C’est un concept auquel j’ai été initiée à l’occasion de diverses pratiques martiales. Le Maai est l’intervalle nécessaire et juste suffisant pour à la fois être séparé d’un adversaire et être en mesure de lancer une attaque directe. Alors forcément, ce Maai dépendra des « armes » à disposition, et cette distance sera plus importante pour un pratiquant armé d’un sabre que pour un pratiquant à mains nues…

Choisir sa distance en fonction de son objectif…

En photographie aussi, la notion de Maai s’applique. Je travaille avec des reflex me permettant d’opter pour des objectifs toujours très qualitatifs mais aux caractéristiques bien différentes : le téléobjectif me permet de « voir loin » et d’isoler un portrait ou un détail au sein d’une scène qui se déroulerait à plusieurs dizaines de mètres de moi, le grand angle me permet quand à lui de faire rentrer une tranche très large de réalité dans l’espace limité de mon appareil, l’intérieur d’un véhicule par exemple.
Entre les deux, les objectifs « standards » se rapprochent peu ou prou de la vision humaine, un bon compromis entre les objectifs précédemment décrits ne permettant ni de voir très loin, ni d’embrasser un angle de champ très large…

Et le choix de ces objectifs a des conséquences importantes sur la distance avec son sujet à laquelle le photographe se doit d’évoluer… « Obligé d’être à distance » pour utiliser un téléobjectif (qui d’une manière générale, ne peut pas faire de photo nette a moins de 3 mètres). Ça n’est peut-être pas pour rien que les jeunes photographes un peu timides aiment travailler avec ces optiques : on peut être plus discret, « voler » des photos presque sans être vu, on n’est même pas obligé de parler à ses sujets, à cette distance… Un peu comme un photographe animalier qui garde une distance de respect et de crainte avec le fauve dont il saisit l’image.
L’opposé de cette distance est bien sûr d’être « Obligé d’être dans les pattes de son sujet » pour travailler au grand angle (souvent, à moins d’un mètre du premier plan). Inutile de chercher à se cacher dans ce cas : le photographe est obligé d’être physiquement présent, et le plus souvent dans le périmètre intime de son sujet. Il faut donc être accepté par lui pour se trouver là. Il faut aussi connaître un minimum ses mouvements pour ne pas être un obstacle sur son chemin…

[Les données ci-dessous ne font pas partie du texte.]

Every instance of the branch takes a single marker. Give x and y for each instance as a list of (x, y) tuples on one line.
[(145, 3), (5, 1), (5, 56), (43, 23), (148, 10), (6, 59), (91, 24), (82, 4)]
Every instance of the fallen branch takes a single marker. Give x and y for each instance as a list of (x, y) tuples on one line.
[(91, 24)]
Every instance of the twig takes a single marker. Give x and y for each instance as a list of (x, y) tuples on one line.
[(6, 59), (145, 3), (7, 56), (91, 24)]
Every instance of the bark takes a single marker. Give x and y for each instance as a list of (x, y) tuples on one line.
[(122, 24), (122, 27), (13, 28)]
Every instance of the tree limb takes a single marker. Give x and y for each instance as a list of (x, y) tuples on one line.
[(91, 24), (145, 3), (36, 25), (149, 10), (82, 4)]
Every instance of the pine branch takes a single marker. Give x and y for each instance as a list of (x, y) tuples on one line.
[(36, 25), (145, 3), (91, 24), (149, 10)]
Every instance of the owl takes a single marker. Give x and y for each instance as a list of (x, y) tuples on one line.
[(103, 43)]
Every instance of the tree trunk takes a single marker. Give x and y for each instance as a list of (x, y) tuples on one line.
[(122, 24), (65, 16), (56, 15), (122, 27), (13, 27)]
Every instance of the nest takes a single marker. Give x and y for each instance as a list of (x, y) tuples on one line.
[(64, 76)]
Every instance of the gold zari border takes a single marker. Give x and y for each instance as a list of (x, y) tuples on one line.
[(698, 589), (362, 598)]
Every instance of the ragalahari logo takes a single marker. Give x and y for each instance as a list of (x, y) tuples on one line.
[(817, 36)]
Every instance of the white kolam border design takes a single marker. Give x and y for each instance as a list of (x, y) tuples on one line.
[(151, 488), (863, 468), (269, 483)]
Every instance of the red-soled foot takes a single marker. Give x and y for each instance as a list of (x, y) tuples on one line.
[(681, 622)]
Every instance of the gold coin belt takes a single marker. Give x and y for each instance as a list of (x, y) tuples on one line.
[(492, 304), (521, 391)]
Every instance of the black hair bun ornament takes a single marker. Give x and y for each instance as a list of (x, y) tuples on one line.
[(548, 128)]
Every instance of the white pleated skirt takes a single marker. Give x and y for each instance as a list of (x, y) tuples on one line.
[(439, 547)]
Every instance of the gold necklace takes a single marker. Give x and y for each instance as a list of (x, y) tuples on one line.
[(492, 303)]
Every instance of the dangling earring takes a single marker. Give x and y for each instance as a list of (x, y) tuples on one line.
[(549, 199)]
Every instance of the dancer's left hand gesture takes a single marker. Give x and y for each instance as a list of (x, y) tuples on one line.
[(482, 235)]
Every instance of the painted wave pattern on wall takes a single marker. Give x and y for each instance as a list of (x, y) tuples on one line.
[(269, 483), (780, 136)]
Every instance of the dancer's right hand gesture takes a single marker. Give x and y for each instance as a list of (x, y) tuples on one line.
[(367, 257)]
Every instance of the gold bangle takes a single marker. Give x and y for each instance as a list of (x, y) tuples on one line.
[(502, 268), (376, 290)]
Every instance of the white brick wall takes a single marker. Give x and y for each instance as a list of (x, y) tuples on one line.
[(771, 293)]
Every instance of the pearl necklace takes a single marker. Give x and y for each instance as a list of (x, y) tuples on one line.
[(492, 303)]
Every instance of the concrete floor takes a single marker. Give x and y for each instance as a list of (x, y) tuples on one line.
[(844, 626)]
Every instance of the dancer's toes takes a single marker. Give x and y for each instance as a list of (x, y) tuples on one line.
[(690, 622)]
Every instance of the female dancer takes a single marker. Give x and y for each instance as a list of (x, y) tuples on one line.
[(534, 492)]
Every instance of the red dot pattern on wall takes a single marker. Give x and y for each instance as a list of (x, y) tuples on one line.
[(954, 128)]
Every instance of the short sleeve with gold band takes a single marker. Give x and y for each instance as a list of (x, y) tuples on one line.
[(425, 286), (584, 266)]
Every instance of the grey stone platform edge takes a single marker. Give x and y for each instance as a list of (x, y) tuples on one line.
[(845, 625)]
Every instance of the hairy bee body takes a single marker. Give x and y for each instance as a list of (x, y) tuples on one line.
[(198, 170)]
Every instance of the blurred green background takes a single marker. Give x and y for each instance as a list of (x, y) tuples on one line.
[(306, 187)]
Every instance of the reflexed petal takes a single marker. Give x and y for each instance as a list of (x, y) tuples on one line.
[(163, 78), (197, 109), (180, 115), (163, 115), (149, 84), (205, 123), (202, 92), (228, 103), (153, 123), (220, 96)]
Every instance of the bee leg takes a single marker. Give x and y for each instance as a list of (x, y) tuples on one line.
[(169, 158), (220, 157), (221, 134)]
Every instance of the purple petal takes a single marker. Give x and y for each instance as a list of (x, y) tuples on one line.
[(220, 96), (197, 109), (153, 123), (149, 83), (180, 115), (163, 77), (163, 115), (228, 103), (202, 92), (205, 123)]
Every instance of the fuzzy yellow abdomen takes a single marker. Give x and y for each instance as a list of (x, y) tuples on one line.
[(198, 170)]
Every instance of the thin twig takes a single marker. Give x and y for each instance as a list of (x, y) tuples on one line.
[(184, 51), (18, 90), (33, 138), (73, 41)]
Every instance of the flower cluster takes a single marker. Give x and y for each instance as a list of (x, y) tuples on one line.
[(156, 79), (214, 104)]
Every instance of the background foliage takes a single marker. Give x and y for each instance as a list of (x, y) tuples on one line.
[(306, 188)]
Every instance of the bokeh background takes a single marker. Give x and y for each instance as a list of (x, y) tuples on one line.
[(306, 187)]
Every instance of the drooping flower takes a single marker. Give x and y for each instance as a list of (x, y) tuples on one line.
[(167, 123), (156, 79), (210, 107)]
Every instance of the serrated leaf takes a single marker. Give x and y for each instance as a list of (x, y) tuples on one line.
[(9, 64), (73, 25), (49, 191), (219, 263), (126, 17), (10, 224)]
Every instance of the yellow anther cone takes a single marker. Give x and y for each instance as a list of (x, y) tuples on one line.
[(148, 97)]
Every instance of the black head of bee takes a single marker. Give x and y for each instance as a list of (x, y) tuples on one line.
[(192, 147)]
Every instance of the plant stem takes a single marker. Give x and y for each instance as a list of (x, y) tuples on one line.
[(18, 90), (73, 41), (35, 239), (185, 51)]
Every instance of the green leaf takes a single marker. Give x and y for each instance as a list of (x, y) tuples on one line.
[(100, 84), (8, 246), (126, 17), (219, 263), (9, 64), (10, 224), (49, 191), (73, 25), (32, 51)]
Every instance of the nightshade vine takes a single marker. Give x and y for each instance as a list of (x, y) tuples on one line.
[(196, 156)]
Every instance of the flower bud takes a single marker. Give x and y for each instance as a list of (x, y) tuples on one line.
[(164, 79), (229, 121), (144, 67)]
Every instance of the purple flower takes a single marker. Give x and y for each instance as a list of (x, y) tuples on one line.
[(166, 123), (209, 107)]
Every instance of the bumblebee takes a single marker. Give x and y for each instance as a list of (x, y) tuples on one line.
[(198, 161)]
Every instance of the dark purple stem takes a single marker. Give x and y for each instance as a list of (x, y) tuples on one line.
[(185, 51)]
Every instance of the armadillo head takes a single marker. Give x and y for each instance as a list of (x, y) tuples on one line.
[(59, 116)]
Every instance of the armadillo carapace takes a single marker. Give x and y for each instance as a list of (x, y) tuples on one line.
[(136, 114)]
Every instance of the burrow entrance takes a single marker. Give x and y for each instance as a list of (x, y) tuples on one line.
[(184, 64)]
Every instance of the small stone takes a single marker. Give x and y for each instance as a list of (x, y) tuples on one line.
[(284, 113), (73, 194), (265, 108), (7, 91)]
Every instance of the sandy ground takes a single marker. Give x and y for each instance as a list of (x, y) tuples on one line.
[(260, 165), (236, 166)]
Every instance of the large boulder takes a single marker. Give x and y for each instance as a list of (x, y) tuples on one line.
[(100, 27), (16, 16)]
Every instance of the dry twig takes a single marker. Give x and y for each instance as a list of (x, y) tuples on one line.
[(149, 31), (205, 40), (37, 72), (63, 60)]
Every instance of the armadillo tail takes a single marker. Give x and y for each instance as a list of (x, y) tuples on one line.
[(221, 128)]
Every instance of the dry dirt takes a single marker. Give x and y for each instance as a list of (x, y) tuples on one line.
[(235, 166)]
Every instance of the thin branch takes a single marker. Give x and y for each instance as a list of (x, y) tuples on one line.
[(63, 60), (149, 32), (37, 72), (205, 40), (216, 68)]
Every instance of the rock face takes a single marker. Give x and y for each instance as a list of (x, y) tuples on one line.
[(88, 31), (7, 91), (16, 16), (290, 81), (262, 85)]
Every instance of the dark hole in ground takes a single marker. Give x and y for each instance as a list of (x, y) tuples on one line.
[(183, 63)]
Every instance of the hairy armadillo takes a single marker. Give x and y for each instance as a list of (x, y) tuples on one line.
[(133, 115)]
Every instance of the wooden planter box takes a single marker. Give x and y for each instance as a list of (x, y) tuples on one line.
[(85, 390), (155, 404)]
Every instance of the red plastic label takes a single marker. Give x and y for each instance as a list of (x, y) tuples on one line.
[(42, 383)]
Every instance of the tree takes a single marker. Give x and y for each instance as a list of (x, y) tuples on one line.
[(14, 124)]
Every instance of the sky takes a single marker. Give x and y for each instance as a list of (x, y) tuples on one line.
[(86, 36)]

Artilleur du 68eRAA revenant au pas de course avec sa bande de munitions [Ref:4320-03-1391]

…en fonction des gens que l’on photographie aussi

Ce jeu de distances utiles pour photographier n’est vu jusqu’ici que depuis l’œilleton du photographe. Mais si le photographe voit ses sujets, puisque c’est son métier, les sujets voient aussi le photographe… (et pas toujours d’un bon œil ! ) et c’est une dimension à prendre en compte aussi !

Les idées reçues sur les photographes sont nombreuses, et les reproches faits a cette profession aussi.
L’un des plus récurrent tient à diverses actions considérées comme ne respectant pas certaines conventions sociales. Quand on photographie nos semblables, leur donner l’impression qu’on se comporte avec eux tels des bestiaux, ou qu’on cherche a leur « voler » quelque chose, fusse-t’elle leur image et de façon bien indolore, ou qu’on ne leur adresse pas la parole… N’est jamais bien vécu !
Et inversement, le photographe (de presse le plus souvent, n’ayons pas peur de le dire) qui se jette dans les pieds de son sujet pour avoir « le » cadre, « la » photo dramatique d’une scène que ses collègues n’auront pas, sans la moindre considération pour la mission que son sujet a accomplir est rapidement détesté, ou parfois remis au pas de façon pas très diplomatique (ce sera le point violence policières sur les journalistes, que je ne creuserai pas plus : il y aurait tant à dire ! ).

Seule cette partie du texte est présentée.